Tentatively, she moved closer, still clutching her elbows. When she was close, she peered down at the page. The word appeared before her tired eyes.
When
That was all. Nothing more.
Excitement pumped through her. She reached for the quill slowly hoping the book did not see her do it. Holding her breath, she picked up the pen and then inched closer to the desk. Standing behind the chair, she waited.
Two more words appeared.
the sky
Her gaze landed on the parchment next to the open book. She was desperate to sit and record the words. She pulled out the chair slowly, stepped around it, and perched on the edge. She wrote the three words when the sky and then sat back and waited.

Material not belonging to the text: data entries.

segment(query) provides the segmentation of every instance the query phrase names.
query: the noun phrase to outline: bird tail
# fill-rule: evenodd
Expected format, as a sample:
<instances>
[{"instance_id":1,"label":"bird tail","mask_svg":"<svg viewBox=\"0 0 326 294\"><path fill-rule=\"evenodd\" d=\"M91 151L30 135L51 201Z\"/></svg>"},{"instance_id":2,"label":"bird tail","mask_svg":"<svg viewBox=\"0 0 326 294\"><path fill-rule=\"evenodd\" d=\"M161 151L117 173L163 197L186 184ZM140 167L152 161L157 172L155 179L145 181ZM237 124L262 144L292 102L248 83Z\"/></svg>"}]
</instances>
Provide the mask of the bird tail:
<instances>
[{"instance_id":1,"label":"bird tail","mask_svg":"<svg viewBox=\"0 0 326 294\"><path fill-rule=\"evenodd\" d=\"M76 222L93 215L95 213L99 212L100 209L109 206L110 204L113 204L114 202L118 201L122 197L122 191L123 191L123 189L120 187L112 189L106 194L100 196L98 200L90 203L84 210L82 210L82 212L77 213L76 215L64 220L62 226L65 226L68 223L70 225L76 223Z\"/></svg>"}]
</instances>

The moment she jotted the words, they disappeared. The vines and thorns and brambles rearranged themselves and covered the letters. In place of the letters, a rose bloomed, the petals unfurling as though seeing the sunlight.
“Oh.”
The word slipped out between her lips on a murmur.
She sat back in the chair and waited, gripping the quill so tight her fingers cramped.
Movement again on the page and this time, the vines revealed more words.
is blind and the stars
She sucked in a sharp breath and wrote the next line. As she finished, the pages changed. The roses bloomed.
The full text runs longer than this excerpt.